Del Ninno, scrittore e critico cinematografico, ha compiuto questa operazione svuotando i propri scatoloni, gli album delle fotografie, le carte di famiglia, i racconti ascoltati coi lettori. Lo fa non solo con ciò che riguarda il proprio lignaggio ma anche con quello della moglie, perché l’individuo, ai fatti, non esiste in senso assoluto e il Giuseppe Del Ninno che scrive il suo libro di memorie non è più la stessa persona che era prima di essersi sposato. Noi siamo tanto noi stessi quanto la rete di relazioni di cui facciamo parte.

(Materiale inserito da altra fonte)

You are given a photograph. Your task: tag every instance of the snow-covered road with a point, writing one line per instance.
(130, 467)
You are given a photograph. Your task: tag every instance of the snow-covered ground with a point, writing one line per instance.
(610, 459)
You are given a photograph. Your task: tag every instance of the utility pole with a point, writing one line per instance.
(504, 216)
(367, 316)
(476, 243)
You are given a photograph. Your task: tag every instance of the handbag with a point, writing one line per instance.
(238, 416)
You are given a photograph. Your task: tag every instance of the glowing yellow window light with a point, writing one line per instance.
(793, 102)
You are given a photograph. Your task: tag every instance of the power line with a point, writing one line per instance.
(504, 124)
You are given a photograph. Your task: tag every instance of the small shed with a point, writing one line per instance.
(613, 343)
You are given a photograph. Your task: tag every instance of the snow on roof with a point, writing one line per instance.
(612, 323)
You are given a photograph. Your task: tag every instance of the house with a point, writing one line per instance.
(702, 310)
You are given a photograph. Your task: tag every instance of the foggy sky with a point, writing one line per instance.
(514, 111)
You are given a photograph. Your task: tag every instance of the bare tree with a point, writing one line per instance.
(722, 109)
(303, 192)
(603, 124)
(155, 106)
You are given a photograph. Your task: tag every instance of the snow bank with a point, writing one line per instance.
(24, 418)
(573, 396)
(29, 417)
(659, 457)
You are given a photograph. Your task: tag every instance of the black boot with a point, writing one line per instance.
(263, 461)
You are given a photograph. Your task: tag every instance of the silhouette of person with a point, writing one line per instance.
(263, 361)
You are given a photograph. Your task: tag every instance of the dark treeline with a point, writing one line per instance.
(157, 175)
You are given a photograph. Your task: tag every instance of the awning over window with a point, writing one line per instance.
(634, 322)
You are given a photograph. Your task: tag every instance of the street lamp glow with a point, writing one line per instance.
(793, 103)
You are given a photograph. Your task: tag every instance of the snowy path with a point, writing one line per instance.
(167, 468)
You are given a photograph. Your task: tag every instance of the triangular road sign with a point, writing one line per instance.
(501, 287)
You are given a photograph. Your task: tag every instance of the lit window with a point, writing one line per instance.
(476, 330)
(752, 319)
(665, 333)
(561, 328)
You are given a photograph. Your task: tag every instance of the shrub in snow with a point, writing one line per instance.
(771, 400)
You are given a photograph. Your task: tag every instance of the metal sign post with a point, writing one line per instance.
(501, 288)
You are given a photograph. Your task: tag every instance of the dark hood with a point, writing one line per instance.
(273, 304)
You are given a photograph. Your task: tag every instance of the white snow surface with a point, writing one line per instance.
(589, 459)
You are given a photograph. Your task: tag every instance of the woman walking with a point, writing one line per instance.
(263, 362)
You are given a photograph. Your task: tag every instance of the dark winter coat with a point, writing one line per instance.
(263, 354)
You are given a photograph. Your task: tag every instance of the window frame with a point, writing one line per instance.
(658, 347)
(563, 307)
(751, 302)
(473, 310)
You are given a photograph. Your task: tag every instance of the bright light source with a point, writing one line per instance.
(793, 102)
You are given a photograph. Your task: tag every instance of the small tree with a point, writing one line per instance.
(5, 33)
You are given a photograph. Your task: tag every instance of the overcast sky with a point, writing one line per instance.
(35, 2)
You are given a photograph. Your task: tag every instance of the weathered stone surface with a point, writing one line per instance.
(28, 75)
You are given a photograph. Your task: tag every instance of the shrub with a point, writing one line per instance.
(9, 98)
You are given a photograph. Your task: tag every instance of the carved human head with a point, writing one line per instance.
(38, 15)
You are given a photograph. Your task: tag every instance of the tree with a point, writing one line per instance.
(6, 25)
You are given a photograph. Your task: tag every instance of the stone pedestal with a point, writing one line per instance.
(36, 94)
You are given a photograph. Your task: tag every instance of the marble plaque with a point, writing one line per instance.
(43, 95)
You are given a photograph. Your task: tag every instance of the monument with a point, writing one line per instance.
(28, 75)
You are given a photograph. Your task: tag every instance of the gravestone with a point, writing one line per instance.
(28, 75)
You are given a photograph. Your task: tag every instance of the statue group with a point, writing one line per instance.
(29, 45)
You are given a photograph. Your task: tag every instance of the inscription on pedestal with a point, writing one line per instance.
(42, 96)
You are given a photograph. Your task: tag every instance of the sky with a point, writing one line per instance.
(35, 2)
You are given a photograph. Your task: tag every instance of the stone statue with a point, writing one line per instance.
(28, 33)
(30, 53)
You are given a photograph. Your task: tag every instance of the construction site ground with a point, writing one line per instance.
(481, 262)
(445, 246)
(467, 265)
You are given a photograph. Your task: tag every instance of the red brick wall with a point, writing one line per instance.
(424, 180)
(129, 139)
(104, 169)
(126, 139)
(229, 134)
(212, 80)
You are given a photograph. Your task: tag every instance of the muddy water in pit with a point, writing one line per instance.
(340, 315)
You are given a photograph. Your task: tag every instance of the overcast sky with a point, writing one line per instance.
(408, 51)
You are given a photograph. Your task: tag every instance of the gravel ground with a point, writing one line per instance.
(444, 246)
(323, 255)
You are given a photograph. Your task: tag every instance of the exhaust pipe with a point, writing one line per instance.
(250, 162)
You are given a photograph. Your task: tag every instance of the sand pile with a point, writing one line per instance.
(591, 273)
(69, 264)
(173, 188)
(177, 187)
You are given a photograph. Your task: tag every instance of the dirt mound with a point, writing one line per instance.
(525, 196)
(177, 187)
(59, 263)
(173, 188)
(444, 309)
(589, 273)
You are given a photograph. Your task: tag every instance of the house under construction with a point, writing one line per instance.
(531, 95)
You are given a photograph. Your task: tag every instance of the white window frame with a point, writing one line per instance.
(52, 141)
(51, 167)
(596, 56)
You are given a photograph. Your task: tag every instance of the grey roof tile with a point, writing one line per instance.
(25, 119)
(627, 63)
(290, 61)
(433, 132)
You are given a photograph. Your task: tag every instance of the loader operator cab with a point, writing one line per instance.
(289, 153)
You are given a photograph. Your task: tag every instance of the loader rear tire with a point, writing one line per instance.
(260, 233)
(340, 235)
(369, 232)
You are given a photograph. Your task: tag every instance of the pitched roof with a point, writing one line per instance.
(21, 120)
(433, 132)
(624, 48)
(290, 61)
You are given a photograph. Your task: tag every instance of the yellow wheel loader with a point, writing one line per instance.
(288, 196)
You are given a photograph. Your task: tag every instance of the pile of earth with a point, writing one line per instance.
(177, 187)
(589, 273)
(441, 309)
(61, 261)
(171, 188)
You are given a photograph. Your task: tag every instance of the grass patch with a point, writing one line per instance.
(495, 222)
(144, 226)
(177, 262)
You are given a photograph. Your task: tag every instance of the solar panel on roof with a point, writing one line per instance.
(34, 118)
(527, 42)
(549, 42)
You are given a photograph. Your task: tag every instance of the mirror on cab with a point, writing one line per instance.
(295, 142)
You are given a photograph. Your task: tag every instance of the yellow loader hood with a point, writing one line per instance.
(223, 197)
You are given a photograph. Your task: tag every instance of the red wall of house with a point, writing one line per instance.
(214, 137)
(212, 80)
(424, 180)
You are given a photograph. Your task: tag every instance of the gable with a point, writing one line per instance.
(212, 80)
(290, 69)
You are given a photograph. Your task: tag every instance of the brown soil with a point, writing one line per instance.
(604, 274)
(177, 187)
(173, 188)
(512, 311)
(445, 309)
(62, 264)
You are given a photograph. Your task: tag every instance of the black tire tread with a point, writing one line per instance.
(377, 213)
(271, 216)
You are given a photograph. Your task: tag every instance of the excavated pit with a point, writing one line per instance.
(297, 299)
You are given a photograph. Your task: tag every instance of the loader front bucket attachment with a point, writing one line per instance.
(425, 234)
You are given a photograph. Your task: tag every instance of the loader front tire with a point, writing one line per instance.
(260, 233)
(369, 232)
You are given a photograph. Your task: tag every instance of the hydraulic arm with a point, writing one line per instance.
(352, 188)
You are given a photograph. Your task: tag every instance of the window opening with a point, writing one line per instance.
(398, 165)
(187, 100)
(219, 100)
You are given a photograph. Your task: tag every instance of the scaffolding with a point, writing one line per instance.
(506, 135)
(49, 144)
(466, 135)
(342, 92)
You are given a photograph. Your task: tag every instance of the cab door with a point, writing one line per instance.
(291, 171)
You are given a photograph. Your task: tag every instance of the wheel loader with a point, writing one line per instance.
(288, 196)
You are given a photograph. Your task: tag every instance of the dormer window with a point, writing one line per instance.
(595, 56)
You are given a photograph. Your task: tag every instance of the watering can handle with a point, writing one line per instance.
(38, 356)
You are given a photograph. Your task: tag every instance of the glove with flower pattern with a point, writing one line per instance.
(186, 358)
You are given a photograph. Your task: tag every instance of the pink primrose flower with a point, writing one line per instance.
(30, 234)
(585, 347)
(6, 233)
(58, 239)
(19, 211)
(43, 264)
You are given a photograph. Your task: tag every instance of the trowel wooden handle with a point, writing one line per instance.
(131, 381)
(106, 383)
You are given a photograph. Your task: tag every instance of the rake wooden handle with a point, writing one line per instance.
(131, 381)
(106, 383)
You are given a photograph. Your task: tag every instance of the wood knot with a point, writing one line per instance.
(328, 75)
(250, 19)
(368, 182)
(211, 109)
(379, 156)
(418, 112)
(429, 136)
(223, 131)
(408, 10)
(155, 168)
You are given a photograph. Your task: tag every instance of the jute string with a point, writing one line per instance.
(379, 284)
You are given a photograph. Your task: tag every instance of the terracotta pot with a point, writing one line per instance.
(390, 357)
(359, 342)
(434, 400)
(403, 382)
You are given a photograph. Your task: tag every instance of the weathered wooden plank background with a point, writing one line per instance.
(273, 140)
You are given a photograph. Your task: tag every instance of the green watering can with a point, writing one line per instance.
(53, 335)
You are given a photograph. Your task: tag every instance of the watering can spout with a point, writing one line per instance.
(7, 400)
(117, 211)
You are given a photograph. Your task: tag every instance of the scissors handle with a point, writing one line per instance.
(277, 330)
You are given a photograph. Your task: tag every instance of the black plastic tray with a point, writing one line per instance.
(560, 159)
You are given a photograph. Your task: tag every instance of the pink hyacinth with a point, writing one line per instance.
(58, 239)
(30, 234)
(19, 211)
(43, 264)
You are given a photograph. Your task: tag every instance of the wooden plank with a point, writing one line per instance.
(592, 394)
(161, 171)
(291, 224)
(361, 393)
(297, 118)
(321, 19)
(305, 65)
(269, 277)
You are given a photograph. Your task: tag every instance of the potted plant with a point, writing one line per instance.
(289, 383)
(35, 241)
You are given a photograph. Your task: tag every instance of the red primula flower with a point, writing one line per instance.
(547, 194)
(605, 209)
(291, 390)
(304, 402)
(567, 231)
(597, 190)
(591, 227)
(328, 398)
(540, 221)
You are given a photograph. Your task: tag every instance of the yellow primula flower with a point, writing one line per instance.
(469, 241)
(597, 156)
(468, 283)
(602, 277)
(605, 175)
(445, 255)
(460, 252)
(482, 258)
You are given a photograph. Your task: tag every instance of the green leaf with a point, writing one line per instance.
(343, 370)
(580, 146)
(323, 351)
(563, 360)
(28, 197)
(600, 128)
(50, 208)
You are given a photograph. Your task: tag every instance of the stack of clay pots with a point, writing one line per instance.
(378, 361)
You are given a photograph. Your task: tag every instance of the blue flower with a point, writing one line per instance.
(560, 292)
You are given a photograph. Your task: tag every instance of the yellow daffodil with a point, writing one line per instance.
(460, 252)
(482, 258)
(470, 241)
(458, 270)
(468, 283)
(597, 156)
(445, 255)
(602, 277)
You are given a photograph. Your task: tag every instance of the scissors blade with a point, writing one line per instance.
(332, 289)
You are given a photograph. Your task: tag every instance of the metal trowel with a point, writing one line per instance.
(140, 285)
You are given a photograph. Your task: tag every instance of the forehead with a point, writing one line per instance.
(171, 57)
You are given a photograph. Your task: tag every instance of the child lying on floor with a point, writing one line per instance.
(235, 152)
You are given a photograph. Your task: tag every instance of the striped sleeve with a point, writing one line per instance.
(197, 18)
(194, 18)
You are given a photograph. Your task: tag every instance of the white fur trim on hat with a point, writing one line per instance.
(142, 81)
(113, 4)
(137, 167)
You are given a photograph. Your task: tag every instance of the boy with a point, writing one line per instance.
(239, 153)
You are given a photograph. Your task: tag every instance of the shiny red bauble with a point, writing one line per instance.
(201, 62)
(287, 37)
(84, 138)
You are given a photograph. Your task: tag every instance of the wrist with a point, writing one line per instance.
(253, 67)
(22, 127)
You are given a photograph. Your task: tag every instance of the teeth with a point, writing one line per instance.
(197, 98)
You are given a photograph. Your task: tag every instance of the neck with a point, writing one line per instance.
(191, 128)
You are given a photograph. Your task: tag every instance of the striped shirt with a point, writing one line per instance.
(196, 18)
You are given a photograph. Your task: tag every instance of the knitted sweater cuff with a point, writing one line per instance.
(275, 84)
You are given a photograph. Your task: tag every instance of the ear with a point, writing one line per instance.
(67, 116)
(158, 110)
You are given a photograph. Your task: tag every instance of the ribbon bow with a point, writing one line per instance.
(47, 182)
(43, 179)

Le vicende raccontate in questo libro raccolgono così le esperienze delle parti di questa rete, di mondi diversi. Intanto diversi dal nostro, perché Del Ninno è della generazione nata dopo la guerra. Sono i suoi nonni, i suoi genitori e i loro parenti e quelli di sua moglie ad aver vissuto “la guerra addosso”. Ma soprattutto diversi da loro: la peculiarità di questo libro rispetto a molti altri racconti familiari è di narrare delle micro-storie da lati della trincea della Grande Storia molto differenti. Persone nate sotto bandiere diverse (e perfino morte sotto bandiere diverse, ma non anticipiamo troppo…) che durante la Prima guerra mondiale si sono trovate in campo italiano e in quello austriaco. Poi le effimere glorie coloniali e l’improvvisa discesa nell’incubo della Seconda guerra mondiale, con la tragedia dei bombardamenti, degli attentati partigiani e delle rappresaglie, la guerra civile… Anche qua, c’è chi è stato fascista, chi comandante partigiano. E persone che allargano i rami della famiglia fino all’oltreatlantico, e che ora riposano al cimitero militare di Arlington, a Washington DC.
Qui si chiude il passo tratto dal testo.